Can gold recover from a dismal 2013?

Michael BradshawToday we have a guest post by Michael Bradshaw, CFA, portfolio manager with expertise in investing in gold, other precious metals, and gold-related stocks.

The price of gold was affected more than usual by concerns over reduced U.S. Federal Reserve (Fed) bond-buying activity and broader macroeconomic concerns in 2013. However, investors interested in precious metals are not limited to just the metals themselves; they also can invest in gold-related companies and there, I believe, the picture seems brighter.

The metal itself had a tough year. Gold declined 28% in 2013, the worst calendar-year performance since 1981. This drop in the price of gold was the first decline in 13 years. Much of the decline resulted from investors selling gold exchange-traded funds (ETFs) who feared that an imminent tapering of economic stimulus by the Fed would be bad news for gold. By year’s end, much of the resulting effects from the Fed’s tapering seemed to be reflected in the price of gold. Gold ETF sales, primarily from individual U.S. investors, continued through the fourth quarter but at a slower pace than in the first half of 2013. Much of that gold has found its way to China, where there have been increased gold imports.

Speculators may continue to put downward pressure on gold in the near term.
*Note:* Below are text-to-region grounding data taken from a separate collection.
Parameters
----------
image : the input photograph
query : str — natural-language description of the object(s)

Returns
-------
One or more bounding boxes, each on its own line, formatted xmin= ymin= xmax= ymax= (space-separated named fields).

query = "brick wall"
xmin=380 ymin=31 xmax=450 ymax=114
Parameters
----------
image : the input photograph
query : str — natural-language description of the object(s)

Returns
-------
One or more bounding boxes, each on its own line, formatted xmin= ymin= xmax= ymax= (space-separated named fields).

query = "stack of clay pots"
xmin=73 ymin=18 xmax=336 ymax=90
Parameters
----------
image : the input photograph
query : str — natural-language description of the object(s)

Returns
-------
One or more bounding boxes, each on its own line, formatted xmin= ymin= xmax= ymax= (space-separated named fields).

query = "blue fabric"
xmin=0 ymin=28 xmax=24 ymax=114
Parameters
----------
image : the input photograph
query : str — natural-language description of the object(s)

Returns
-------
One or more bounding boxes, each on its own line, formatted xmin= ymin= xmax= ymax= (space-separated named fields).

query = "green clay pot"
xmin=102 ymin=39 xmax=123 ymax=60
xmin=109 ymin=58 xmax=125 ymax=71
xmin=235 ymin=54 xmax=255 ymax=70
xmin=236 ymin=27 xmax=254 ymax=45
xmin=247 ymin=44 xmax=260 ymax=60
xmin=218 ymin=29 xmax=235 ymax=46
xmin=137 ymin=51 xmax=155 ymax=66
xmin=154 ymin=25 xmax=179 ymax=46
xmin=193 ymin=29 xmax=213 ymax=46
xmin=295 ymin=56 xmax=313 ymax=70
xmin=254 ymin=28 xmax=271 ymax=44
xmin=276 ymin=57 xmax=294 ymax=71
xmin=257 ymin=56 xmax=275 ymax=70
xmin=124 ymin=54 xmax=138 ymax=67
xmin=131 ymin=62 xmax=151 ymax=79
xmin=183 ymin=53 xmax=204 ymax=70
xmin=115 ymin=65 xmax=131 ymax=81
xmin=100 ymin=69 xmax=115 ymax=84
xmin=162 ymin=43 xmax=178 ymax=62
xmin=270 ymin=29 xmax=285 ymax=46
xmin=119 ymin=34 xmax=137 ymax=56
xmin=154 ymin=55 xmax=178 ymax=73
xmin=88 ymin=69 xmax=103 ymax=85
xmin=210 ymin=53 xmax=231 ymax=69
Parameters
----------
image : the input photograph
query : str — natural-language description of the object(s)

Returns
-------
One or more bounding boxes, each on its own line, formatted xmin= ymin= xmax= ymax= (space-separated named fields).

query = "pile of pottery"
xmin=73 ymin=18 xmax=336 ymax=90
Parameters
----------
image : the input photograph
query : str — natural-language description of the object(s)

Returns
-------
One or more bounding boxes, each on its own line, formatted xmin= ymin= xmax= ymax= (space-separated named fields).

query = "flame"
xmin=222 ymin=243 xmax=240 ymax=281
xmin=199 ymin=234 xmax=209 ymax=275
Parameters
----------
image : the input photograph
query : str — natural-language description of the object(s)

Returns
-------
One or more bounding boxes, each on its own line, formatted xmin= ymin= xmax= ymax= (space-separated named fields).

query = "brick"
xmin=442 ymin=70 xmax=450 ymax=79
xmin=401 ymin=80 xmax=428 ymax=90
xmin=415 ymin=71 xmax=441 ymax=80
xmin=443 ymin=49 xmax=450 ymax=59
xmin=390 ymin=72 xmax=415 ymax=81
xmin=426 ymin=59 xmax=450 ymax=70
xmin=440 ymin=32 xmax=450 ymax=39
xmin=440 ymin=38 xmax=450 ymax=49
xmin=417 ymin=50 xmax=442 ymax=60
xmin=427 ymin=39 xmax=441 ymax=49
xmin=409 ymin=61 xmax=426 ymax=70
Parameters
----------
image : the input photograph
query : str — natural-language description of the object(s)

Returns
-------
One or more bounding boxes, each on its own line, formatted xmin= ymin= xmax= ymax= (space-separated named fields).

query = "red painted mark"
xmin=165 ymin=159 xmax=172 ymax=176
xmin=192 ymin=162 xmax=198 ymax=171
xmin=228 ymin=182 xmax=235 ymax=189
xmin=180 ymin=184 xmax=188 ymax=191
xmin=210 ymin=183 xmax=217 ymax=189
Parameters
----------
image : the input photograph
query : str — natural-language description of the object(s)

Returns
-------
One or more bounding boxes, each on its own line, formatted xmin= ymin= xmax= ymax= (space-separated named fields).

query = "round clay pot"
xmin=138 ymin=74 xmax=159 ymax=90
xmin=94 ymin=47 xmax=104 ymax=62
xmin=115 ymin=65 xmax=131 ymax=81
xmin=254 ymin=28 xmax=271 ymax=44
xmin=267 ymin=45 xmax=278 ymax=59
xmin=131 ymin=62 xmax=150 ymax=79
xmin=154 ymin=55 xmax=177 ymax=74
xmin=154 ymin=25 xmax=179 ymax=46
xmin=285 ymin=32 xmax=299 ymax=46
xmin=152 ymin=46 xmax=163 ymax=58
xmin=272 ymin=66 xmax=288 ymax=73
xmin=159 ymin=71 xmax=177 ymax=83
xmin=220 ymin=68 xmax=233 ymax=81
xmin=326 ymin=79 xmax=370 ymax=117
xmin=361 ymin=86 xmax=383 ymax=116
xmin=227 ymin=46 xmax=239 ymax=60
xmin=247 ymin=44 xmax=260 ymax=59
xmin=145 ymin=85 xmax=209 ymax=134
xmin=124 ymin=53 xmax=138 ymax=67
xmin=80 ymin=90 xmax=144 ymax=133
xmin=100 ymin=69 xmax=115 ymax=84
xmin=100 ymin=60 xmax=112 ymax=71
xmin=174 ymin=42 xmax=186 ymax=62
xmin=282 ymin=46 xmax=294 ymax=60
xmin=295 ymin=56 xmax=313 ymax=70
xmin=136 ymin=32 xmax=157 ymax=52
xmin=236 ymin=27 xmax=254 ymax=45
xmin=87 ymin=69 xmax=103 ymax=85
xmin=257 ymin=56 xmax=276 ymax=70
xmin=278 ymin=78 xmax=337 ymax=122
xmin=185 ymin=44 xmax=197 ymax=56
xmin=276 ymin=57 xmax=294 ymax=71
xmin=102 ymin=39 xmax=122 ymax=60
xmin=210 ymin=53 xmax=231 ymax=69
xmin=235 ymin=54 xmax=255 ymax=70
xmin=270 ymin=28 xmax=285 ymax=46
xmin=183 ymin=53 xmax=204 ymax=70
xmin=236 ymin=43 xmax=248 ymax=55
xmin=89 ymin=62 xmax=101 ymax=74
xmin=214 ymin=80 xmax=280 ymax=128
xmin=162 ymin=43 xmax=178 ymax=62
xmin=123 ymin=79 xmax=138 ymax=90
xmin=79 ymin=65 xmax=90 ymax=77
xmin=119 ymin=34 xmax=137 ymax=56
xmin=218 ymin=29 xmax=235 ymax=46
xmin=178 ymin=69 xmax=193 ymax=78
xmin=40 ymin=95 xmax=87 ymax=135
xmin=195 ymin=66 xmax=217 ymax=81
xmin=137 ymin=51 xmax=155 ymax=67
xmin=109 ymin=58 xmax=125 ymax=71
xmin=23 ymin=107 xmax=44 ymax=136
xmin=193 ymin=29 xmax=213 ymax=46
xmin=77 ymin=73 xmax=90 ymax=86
However, a floor for gold prices seems to be developing. In the future, gold appreciation is likely to be driven mostly by physical demand. I anticipate significant purchases of gold jewelry, coins, and bars from China as well as other emerging markets nations. Central bank purchases should also help bolster gold prices. While gold prices won’t likely be driven by retail investor demand, the U.S. government’s lack of attention to its debt issues should be supportive for gold price trends. The U.S. federal debt was projected to hit $17 trillion by the end of 2013 and to continue to rise from there. Additionally, the Fed might have difficulty scaling back its quantitative easing program without upward pressure on interest rates. Longer-term, dollar depreciation, higher inflation, or both may result from future U.S. fiscal and monetary strategies. Gold has historically had a negative correlation to the U.S. dollar and a positive correlation to significant inflationary pressures.

Gold has risen when inflation has been high

U.S. dollar and gold have historically risen in opposite directions

Source: Bloomberg, Wells Fargo

Gold equities may make up for a slump in gold prices

Looking into 2014 and beyond, I think there is materially more appreciation potential for gold equities than the metal itself. The relationship between gold and gold equities can best be measured by the beta (or market sensitivity) of gold-related companies. Gold equities have historically overshot movements in the underlying gold price—an unfavorable characteristic when investors expect the price of gold to decline. Many investors have viewed precious metals equities through a pessimistic lens. Some analysts are still concerned that mining companies may not be profitable with gold prices at current levels. Investors have also begun to discount the perceived value of investing in precious metals as a hedge against other portfolio risks and have taken advantage of tax losses by selling precious metals stocks at depressed prices toward the end of the year.

Despite recent trends, I still believe that there are gold-mining companies that can demonstrate solid profitability and have notable appreciation potential. Stock selection will likely remain important, though, as company fundamentals tend to drive stock prices. Higher-quality companies with internal growth catalysts, such as effective execution of business plans and mining and production successes, are likely to outperform. I also continue to favor production companies over exploration or development firms because they are more established, generally have positive cash flow, and have less risk of needing to raise capital in the current environment.

Mining and production companies aren’t helpless in the face of falling prices

Precious metals companies can make numerous modifications to adjust for depressed gold and precious metals prices. They can cut exploration and related expenses, general administrative expenses, and salaries. They can also alter mining plans to realign with economic profit potential, cancel plans to grow production, and defer new development. So, while there are many mining companies whose profits are at risk, there are actions they can take to improve profitability. Declining costs often lead to margin improvement for mining firms.

In the near term, costs have already begun to decline for gold producers due to:

  1. New initiatives by mining firms to focus on free cash flow and margin improvements
  2. Declining currency values in commodity-rich nations

Based on the most recent data available, for third quarter 2013, the cost of gold production (per ounce) fell modestly. If history is a guide, mine production costs could continue to fall for some time. During the last down cycle for gold, which was in the late 1990s, the industry was able to cut costs an average of 8% per year for four years.

Many of the anticipated actions by mining firms mentioned above are likely to limit future gold supply. Meanwhile, the amount of recycled scrap gold in circulation is also likely to decline since people have less of an incentive to sell gold at today’s low market price, which also could restrict overall supply. A more limited supply of gold in tandem with persistent physical demand could mean attractive appreciation potential for gold equities, particularly considering their currently depressed market values.